New research group to study bacterial infections through reverse engineering
CIC biomaGUNE has created a cell biology and bottom-up bioengineering group led by Natalia Baranova, Ikerbasque Research Fellow.
The group aims to understand the molecular mechanisms underlying bacterial processes and propose new strategies to combat antibiotic resistance.
The Biomaterials Cooperative Research Centre CIC biomaGUNE has created a new research group dedicated to Bottom-up cell Biology and Bioengineering that aims to explore the molecular processes that take place in bacterial cell biology, i.e. how bacteria form and reorganise their cell walls, divide and communicate with each other or with their host organism. A basic and fundamental understanding of these processes could lead to novel strategies to combat a major health and social problem: antibiotic resistance. The research group led by Ikerbasque researcher Natalia Baranova aims to reverse engineer molecular assemblies in order to understand how they work.
Reverse engineering of molecular interactions is a classic approach in the field of synthetic biology. In this field, ‘we reconstruct cellular processes from the bottom up’. To do this, they often take elements (or building blocks) from nature and reassemble them, often in order to better exploit their potential. ‘In fact, we are building bridges between engineering and biology. We take molecular components apart and rebuild them (similar to what we do with cars or bridges). In this way, we can discover how nature has selected specific components as critical, i.e. we aim to understand the relationship between molecular composition and ultimate biological function. However, unlike the machine – take the example of a car engine – molecular interactions are highly adaptable to the environment. I find this particularly beautiful and exciting. If we focus on the interactions that occur in the molecular world, we can identify completely new engineering strategies,’ explains the researcher.
By reconstructing the molecular processes involved in bacterial cell growth, division and interaction with host tissues, ‘we not only want to explain the main processes that take place in bacterial cell biology, but also look for clinically relevant strategies to combat bacterial infections. Not only do we gain fundamental knowledge, but we can also further optimise the molecular design and approach it to solve a specific societal problem,’ adds Natalia Baranova.
The bacterial cell wall and biofilms
Bacteria are very small and it remains extremely difficult to explore dynamic molecular interactions directly in living cells. For example, we do not have a complete picture of how bacteria can reorganise their cell wall or peptidoglycan (a mesh-like layer surrounding the bacterial membrane) during growth and division. ‘In previous research, I have reconstructed peptidoglycan synthesis from the ground up. So I have a platform where I can investigate the mechanism underlying such remodelling down to the single-molecule level,’ explains Baranova.

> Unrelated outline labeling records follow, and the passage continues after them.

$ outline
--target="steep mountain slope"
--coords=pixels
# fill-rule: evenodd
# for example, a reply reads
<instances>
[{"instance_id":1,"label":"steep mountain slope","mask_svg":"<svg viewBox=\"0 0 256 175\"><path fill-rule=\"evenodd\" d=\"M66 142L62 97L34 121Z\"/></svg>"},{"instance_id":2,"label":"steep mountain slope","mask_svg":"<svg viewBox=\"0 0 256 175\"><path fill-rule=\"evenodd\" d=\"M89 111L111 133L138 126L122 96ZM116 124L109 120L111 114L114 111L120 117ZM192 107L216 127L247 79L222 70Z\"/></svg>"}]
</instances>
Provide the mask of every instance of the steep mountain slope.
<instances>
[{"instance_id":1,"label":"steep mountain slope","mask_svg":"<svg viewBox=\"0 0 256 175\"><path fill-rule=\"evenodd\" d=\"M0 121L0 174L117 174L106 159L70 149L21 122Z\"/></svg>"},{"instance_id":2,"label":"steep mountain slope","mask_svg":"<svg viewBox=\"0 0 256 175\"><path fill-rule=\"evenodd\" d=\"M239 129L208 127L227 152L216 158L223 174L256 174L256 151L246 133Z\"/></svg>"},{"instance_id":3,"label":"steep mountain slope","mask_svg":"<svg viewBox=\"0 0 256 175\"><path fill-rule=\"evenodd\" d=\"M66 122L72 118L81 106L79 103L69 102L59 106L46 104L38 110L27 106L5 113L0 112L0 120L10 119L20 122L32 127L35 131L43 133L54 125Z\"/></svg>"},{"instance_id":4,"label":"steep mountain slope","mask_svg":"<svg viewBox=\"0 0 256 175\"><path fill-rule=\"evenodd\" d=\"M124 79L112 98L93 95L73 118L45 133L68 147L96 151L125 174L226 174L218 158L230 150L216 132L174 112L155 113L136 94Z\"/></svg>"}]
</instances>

In bacterial cell biology, the focus is mainly on a single cell while the communities of bacteria that form biofilms receive less consideration. Biofilms are layers made of communities of micro-organisms surrounded by a protective matrix. They are large and highly dynamic assemblages that selectively regulate the composition of their matrix in order to adapt to various environmental conditions or host organisms. Bridging the molecular organisation of a biofilm, the cellular functions and the macroscale properties of such a complex assembly remains difficult.

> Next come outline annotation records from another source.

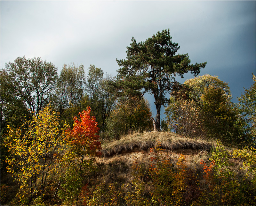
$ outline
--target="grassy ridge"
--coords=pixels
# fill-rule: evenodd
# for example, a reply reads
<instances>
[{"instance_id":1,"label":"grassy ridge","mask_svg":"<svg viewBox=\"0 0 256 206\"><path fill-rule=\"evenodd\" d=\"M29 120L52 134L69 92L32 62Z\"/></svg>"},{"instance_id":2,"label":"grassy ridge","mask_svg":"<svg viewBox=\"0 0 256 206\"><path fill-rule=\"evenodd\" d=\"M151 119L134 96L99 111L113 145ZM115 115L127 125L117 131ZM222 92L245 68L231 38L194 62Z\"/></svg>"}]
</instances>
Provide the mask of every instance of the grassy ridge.
<instances>
[{"instance_id":1,"label":"grassy ridge","mask_svg":"<svg viewBox=\"0 0 256 206\"><path fill-rule=\"evenodd\" d=\"M210 150L215 145L212 142L204 140L184 138L170 132L144 132L126 135L120 139L103 143L102 157L109 157L135 149L146 150L156 145L157 141L163 149L174 150L179 149Z\"/></svg>"}]
</instances>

However, according to Dr Baranova, ‘using bottom-up reconstruction, we can bridge this gap. We can reconstruct the matrix of the synthetic biofilm and correlate it with natural biofilms. This will allow us to explore why it is difficult to treat biofilm infections with conventional antibiotics, why immune cells fail to reorganise them, or how bacterial communities explore the host tissue environment in chronic infections.
Aitziber L. Cortajarena, scientific director of CIC biomaGUNE and Ikerbasque research professor, says: ‘Dr. Baranova’s work on synthetic molecular systems addresses important scientific and societal challenges, especially the generation of biofilm arrays to tackle the growing problem of antibiotic resistance. This research will provide new tools and platforms to develop innovative antibacterial treatments or to evaluate antibacterial drugs that are directly translatable to clinical and industrial applications.
Dr Natalia Baranova is delighted with the new challenges she is tackling: ‘CIC biomaGUNE is a leading international research institute with expertise in biomaterials, biophysics and glycobiology and has recently created an area of 3D printed tunable materials. Its unique technical infrastructure and scientific expertise make the centre a very attractive place for the development of my research. Moreover, thanks to CIC biomaGUNE’s translational approach, our synthetically reconstructed systems will not only address key questions but also find diverse applications. Basically, some aspects of my research are highly interrelated and have taken shape in the unique scientific environment of CIC biomaGUNE’. She is very motivated to ‘showcase the scientific excellence of this institute. I hope that my wide network of collaborations will contribute a lot in this regard. I am also interested in creating a multicultural and interdisciplinary team and in transferring my knowledge of bottom-up reconstruction, cell biology and high-resolution imaging to my future students.